That conservatives doubt scientific findings and theories that conflict with their political and religious beliefs is evident from even a cursory scan of right-leaning media. The denial of evolution and of global warming and the pushback against stem cell research are the most egregious examples in recent decades. It is not surprising, because we expect those on the right to let their politics trump science—tantamount to a dog-bites-man story.

That liberals are just as guilty of antiscience bias comports more with accounts of humans chomping canines, and yet those on the left are just as skeptical of well-established science when findings clash with their political ideologies, such as with GMOs, nuclear power, genetic engineering and evolutionary psychology—skepticism of the last I call “cognitive creationism” for its endorsement of a blank-slate model of the mind in which natural selection operated on humans only from the neck down.

In reality, antiscience attitudes are formed in very narrow cognitive windows—those in which science appears to oppose certain political or religious views. Most people embrace most of science most of the time.

Who is skeptical of science, then, and when?

That question was the title of an October 2017 talk I attended by Asheley R. Landrum, a psychologist at Texas Tech University, who studies factors influencing the public understanding and perception of science, health and emerging technologies. She began by citing surveys that found more than 90 percent of both Republicans and Democrats agreed that “science and technology give more opportunities” and that “science makes our lives better.” She also reviewed modest evidence in support of the “knowledge deficit hypothesis,” which posits that public skepticism of science is the result of inadequate scientific knowledge. Those who know more about climate science, for example, are slightly more likely to accept that global warming is real and caused by humans than those who know less on the subject.

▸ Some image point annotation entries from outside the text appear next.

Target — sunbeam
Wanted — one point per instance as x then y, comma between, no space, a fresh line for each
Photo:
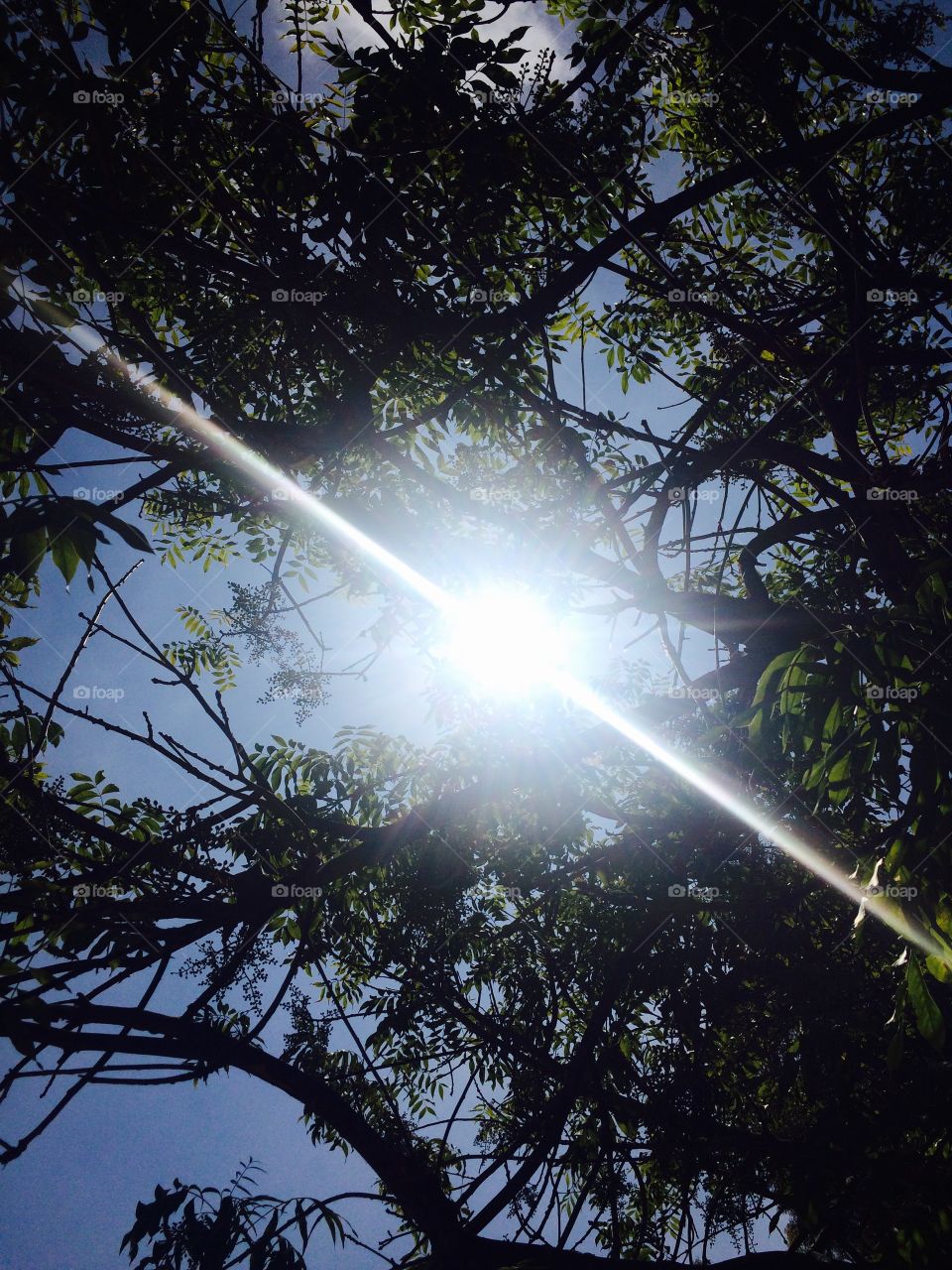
498,645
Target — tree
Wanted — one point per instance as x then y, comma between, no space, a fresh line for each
527,973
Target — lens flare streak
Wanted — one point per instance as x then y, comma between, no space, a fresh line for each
268,476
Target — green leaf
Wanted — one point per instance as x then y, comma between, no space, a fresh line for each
928,1016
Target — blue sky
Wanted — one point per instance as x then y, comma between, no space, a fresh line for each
66,1203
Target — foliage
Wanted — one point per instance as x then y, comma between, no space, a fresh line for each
524,971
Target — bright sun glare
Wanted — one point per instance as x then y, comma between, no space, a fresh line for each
504,639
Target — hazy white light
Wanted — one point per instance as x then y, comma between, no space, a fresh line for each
504,639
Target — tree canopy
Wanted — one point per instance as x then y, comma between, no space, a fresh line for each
525,971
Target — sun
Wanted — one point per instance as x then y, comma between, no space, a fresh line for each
504,639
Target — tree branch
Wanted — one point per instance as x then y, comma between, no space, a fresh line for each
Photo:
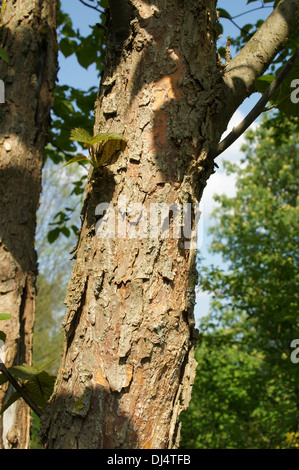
19,389
257,110
256,56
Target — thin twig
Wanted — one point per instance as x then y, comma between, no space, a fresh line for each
257,110
19,389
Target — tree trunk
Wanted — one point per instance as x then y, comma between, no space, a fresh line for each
128,366
28,35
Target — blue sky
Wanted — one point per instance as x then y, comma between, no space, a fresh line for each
73,74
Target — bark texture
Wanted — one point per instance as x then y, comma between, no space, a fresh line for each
128,364
127,367
28,35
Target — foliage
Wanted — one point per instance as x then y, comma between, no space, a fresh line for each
81,135
247,393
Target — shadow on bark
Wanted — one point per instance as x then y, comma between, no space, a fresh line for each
87,421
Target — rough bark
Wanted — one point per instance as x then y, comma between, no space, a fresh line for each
128,367
28,35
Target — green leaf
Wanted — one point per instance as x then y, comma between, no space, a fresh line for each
5,316
14,397
223,13
3,379
53,235
81,135
286,96
78,158
40,387
3,55
107,136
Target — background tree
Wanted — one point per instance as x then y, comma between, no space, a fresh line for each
246,394
28,36
129,325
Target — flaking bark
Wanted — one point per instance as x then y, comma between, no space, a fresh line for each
28,35
127,367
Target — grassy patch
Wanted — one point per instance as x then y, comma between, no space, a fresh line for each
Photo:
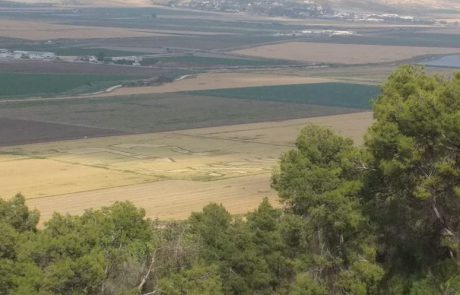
325,94
23,85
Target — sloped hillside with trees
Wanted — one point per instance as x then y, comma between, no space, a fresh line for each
379,219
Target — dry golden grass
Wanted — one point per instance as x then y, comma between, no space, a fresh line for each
341,53
32,30
169,174
171,199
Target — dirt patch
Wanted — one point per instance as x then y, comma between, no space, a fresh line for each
18,132
330,53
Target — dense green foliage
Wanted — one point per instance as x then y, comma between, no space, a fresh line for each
325,94
380,219
20,84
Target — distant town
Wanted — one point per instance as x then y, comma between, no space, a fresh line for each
51,56
291,9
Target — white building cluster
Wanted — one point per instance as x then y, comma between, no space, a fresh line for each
20,54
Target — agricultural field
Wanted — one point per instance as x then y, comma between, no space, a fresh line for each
170,174
184,110
347,54
206,61
224,80
33,30
357,96
24,85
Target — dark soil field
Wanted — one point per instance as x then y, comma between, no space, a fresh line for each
161,112
18,132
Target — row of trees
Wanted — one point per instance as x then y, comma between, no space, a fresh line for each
379,219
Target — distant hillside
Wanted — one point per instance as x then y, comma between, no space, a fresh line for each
394,5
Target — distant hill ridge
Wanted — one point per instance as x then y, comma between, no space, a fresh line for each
371,5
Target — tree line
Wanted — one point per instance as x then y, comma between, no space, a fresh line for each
383,218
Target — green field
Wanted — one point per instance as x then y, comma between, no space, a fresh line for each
161,112
23,85
346,95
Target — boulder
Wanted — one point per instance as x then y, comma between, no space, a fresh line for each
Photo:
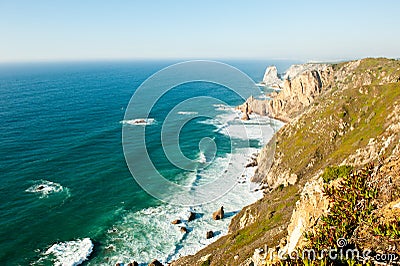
155,263
218,215
177,221
192,216
245,117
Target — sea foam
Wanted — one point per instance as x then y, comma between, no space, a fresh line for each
44,188
69,253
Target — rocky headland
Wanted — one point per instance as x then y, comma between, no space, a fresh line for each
335,172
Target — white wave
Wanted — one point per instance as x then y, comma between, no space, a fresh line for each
139,121
222,107
187,113
69,253
45,188
149,233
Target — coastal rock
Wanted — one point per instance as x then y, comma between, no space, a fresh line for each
155,263
218,215
301,85
245,117
271,78
246,112
192,216
311,205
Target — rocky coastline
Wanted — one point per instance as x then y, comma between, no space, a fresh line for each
339,116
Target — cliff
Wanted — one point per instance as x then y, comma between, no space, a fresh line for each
300,86
336,166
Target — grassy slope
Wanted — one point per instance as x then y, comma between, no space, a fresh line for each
338,123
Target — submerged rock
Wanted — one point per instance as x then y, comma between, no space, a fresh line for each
192,216
177,221
218,215
155,263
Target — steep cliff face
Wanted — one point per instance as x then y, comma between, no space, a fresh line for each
353,119
300,88
271,78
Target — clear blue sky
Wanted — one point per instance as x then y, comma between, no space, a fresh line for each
304,30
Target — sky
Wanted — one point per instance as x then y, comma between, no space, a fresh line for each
58,30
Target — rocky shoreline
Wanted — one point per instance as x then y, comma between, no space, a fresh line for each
334,117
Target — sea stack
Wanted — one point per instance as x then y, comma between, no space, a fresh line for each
192,216
218,215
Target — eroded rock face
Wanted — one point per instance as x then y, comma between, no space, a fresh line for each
300,88
311,205
271,78
218,215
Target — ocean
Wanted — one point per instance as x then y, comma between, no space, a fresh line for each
67,194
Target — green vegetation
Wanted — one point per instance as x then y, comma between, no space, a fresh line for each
352,202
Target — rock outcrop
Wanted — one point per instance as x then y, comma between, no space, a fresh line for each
191,217
302,84
209,234
218,215
348,113
155,263
271,78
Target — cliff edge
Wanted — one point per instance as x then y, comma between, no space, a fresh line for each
335,173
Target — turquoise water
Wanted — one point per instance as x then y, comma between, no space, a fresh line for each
61,123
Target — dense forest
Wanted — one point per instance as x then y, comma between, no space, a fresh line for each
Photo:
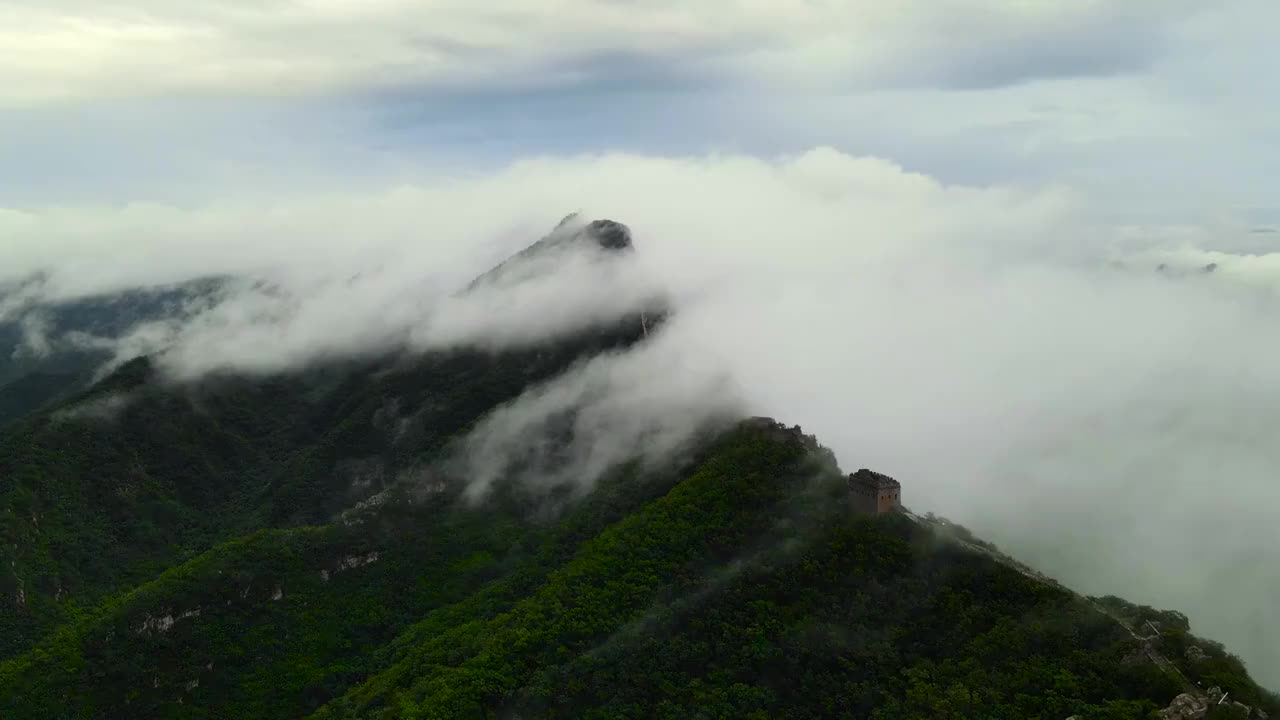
305,546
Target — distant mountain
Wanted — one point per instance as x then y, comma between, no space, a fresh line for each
306,546
50,350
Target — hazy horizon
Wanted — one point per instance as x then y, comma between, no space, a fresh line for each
931,236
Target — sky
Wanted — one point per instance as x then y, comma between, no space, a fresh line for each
927,232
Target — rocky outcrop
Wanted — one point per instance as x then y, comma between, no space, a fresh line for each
1185,707
570,235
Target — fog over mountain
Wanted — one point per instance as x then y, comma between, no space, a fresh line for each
1023,256
1023,367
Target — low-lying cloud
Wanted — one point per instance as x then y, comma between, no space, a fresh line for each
1022,365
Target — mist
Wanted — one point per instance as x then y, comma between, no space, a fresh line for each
1010,355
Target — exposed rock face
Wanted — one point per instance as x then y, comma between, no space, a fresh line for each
568,235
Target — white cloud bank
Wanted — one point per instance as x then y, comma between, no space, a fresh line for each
1018,365
69,50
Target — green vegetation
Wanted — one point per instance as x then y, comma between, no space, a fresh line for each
301,546
736,587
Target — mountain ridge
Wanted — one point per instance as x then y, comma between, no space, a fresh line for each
302,545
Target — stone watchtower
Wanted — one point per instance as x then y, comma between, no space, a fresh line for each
873,492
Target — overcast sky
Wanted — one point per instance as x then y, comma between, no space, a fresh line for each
924,229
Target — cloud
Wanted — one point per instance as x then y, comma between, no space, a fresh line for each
1013,356
647,405
68,50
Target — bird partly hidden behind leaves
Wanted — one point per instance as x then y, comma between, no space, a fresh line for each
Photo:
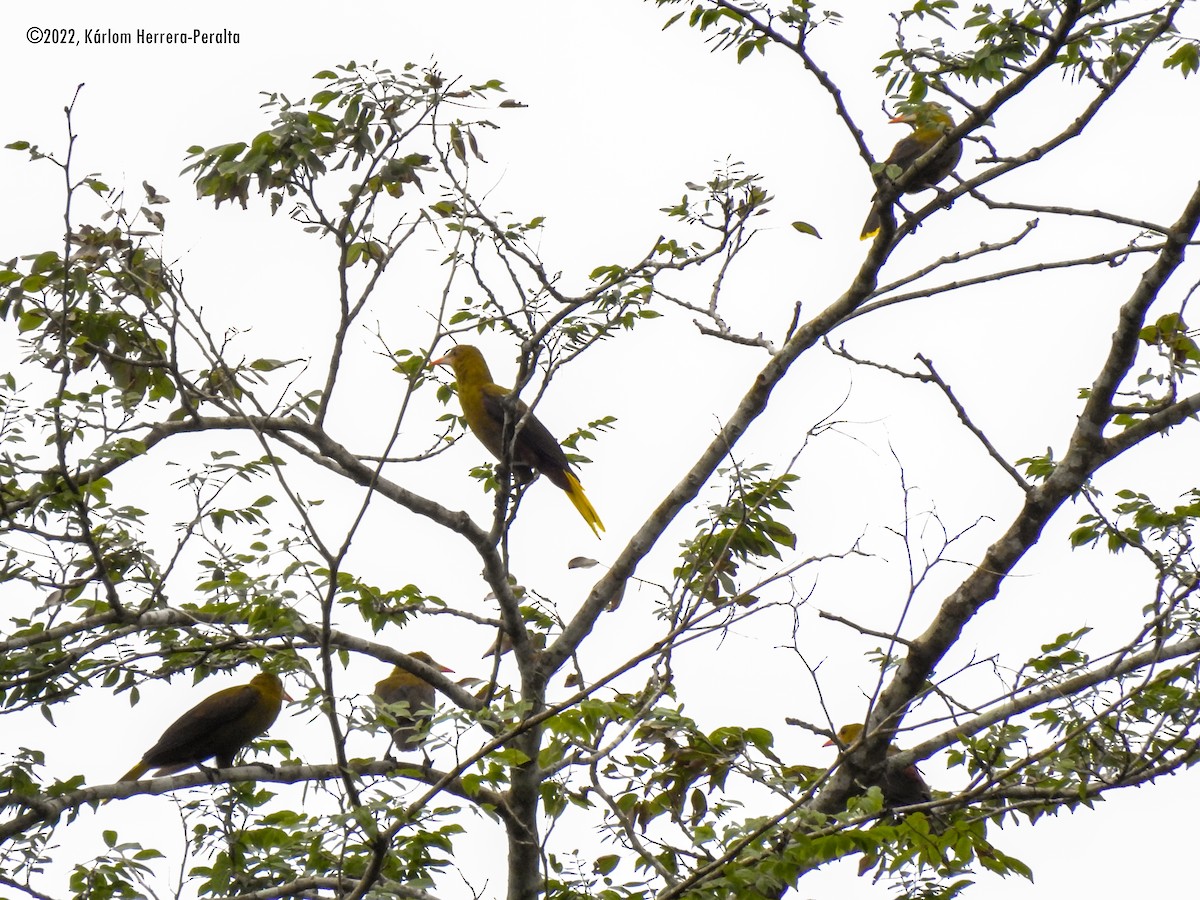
220,725
929,121
533,447
900,789
419,699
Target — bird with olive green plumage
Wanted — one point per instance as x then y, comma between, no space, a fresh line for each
900,789
411,701
929,121
219,726
484,406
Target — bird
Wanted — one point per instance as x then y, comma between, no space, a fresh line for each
220,725
533,447
905,787
419,697
929,121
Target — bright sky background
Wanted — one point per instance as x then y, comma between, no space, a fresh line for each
619,115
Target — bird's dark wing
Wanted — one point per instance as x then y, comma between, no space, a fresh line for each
535,447
190,738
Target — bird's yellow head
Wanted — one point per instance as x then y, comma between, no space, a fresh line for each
927,118
270,685
847,735
467,363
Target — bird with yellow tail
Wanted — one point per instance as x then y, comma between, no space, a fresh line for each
485,406
930,121
220,725
411,701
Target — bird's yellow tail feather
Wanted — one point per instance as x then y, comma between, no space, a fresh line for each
575,491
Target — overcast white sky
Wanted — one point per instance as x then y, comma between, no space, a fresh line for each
619,115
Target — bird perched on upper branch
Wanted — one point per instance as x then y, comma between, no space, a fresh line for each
900,789
485,406
402,687
217,726
929,121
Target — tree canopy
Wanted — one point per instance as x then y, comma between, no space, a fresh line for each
198,485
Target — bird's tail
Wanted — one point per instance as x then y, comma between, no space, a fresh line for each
871,226
575,491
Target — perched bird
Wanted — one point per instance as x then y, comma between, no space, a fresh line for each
217,726
413,720
929,121
900,789
533,448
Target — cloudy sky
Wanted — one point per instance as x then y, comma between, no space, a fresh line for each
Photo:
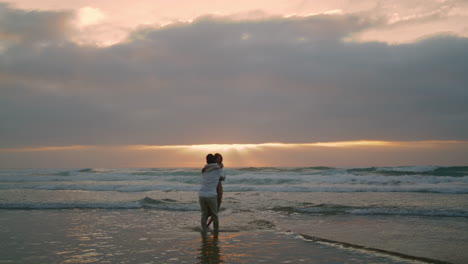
266,83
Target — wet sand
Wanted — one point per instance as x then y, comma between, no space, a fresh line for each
152,236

But that modest effect not only is erased when political ideology is factored in, it has an opposite effect on one end of the political spectrum. For Republicans, the more knowledge they have about climate science the less likely they are to accept the theory of anthropogenic global warming (whereas Democrats' confidence goes up). “People with more knowledge only accept science when it doesn't conflict with their preexisting beliefs and values,” Landrum explained. “Otherwise, they use that knowledge to more strongly justify their own positions.”

Landrum and her colleagues demonstrated the effect experimentally and reported the results in a 2017 paper in the Journal of Risk Research entitled “Culturally Antagonistic Memes and the Zika Virus: An Experimental Test,” in which participants read a news story on Zika public health risks that was linked to either climate change or immigration. Predictably, when Zika was connected to climate change, there was an increase in concern among Democrats and a decrease in concern among Republicans, but when Zika was associated with immigration, the effects were reversed. Skepticism, it would seem, is context-dependent. “We are good at being skeptical when information conflicts with our preexisting beliefs and values,” Landrum noted. “We are bad at being skeptical when information is compatible with our preexisting beliefs and values.”

In another 2017 study published in Advances in Political Psychology, “Science Curiosity and Political Information Processing,” Landrum and her colleagues found that liberal Democrats were far less likely than strong Republicans to voluntarily read a “surprising climate-skeptical story,” whereas a “surprising climate-concerned story” was far more likely to be read by those on the left than on the right. One encouraging mitigating factor was “science curiosity,” or the “motivation to seek out and consume scientific information for personal pleasure,” which “seems to counteract rather than aggravate the signature characteristics of politically motivated reasoning.”

The authors concluded that “individuals who have an appetite to be surprised by scientific information—who find it pleasurable to discover that the world does not work as they expected—do not turn this feature of their personality off when they engage political information but rather indulge it in that setting as well, exposing themselves more readily to information that defies their expectations about facts on contested issues. The result is that these citizens, unlike their less curious counterparts, react more open-mindedly and respond more uniformly across the political spectrum to the best available evidence.”

In other words, valuing science for pure pleasure is more of a bulwark against the politicization of science than facts alone.